Sunday, August 14, 2016

Let the Rain Fall Over Grand Canyon - August 10, 2016

For many years, I scheduled river trips in the Grand Canyon that coincided with the Arizona summer monsoon, in the hope that we would be able to witness a deluge of rain that could cause torrents of water to fall over the Redwall Limestone cliffs. In my more than 80 to 85 river trips in Grand Canyon, I've seen it happen maybe only 3 times. That is until this last trip that ended on August 11.

On August 10, 2016, we had just hiked up to the Patio at Deer Creek. The water in the creek was clear and refreshing as usual and we all enjoyed the morning without any worry about rain. It was especially nice since the Colorado River had been muddy since River Mile 1 at Lees Ferry where the Paria River was still kicking in sediment after a round of heavy rains during the first days of the month in northern Arizona and southern Utah. The forecast for the week we were on the river called for gradual drying of the atmosphere. We got an updated forecast on our stop at Phantom Ranch and it showed a 30% chance of showers on August 10. I figured it would be another trip without rain because after all, a 30% chance of rain is also a 70% chance for no rain.

After the Deer Creek stop we ran Doris Rapid and got wet in the muddy water. It began to look dark up ahead but clear blue skies surrounded the dark cloud. Then we ran Fishtail Rapid and began to enter the upper end of The Icebox, a section of the river that is quite cold in the winter. The dark cloud looked even darker now but the blue sky that continued to be seen over the north side of the canyon didn't really seem to indicate what was on the way.

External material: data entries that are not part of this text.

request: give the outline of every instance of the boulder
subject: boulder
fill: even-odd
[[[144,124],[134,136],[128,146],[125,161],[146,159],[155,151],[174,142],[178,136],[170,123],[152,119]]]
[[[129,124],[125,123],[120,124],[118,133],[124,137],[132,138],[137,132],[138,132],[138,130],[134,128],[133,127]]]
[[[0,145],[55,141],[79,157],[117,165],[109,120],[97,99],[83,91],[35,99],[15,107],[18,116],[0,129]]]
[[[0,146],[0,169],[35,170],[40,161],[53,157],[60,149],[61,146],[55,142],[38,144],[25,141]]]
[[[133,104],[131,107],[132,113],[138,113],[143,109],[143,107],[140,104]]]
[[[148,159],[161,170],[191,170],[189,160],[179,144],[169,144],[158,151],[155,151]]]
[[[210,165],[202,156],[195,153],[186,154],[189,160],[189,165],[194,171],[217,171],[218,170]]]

Someplace about halfway between Fishtail Canyon and Kanab Creek, big drops of rain began to fall. They were widely spaced but huge drops. It picked up until we could barely see up ahead at all. My raincoat was deeply buried in my camp gear and it never really got cold. But then about the time we ran Kanab Creek Rapid, the skies let loose with heavy rain and hail. Yep, it was hailing with pea-size pellets of hail, which stung your body really sharply when they hit a knuckle bone or your toes. I looked up and began to wonder if this would be one of those rare events in Grand Canyon. We were not disappointed!

The first runoff.

The dark cloud.

Walker Mackay has been running down here since the 1990's and had never before seen a Redwall Runoff.

I'll be able to go back another time and see exactly where this is - our heads were buried during a lot of it and we ran Kanab Creek Rapids pretty much blind!

The dark cloud.

Hail pellets plop down into the river.




It's still just warming up.

North side wall.

The cloud of mist against the cliff on the left is coming off of an unnamed side stream that was rushing with brown water.

Here it is coming off of the south side cliff.

Running past this drainage.

A triple falls. in one amphitheater

Jen has been running down here since the 1990's as well and was totally enthralled with the show.

There were even some clear falls that did not originate up above the gorge (in the Supai rocks) and so they ran with clear water only falling through the Redwall.

Same, same...

A north side water fall.

On the south side, a very large runoff was coming down...

...and this is where it came into the river.

I was thinking that maybe the amount of water entering the river was so insignificant relative to the volume in the river, I doubt if the river was raised even one inch throughout it all??

Is that gradual clearing up ahead. The hard rain lasted for about 25 minutes.

Just above Olo Canyon.

Olo Canyon in flash flood. The flood took out the little bit of sand that was the riverside camp here.

The fall at the mouth of Olo.


Yep, it did clear up with sunshine downstream.

More clear waterfalls.

One last shot. An event like this is unforgettable if you experience it. Yet, in the American Southwest these types of storms are not uncommon this time of year. They just don't happen that often to river runners. Please be sure to see my earlier posts about floods that occurred in Grand Canyon in 2012, here.

I remember one particular August 11 around the early 1980's that was stupendous in this part of Grand Canyon. Seems like the second week of August is a good time to see these types of events here.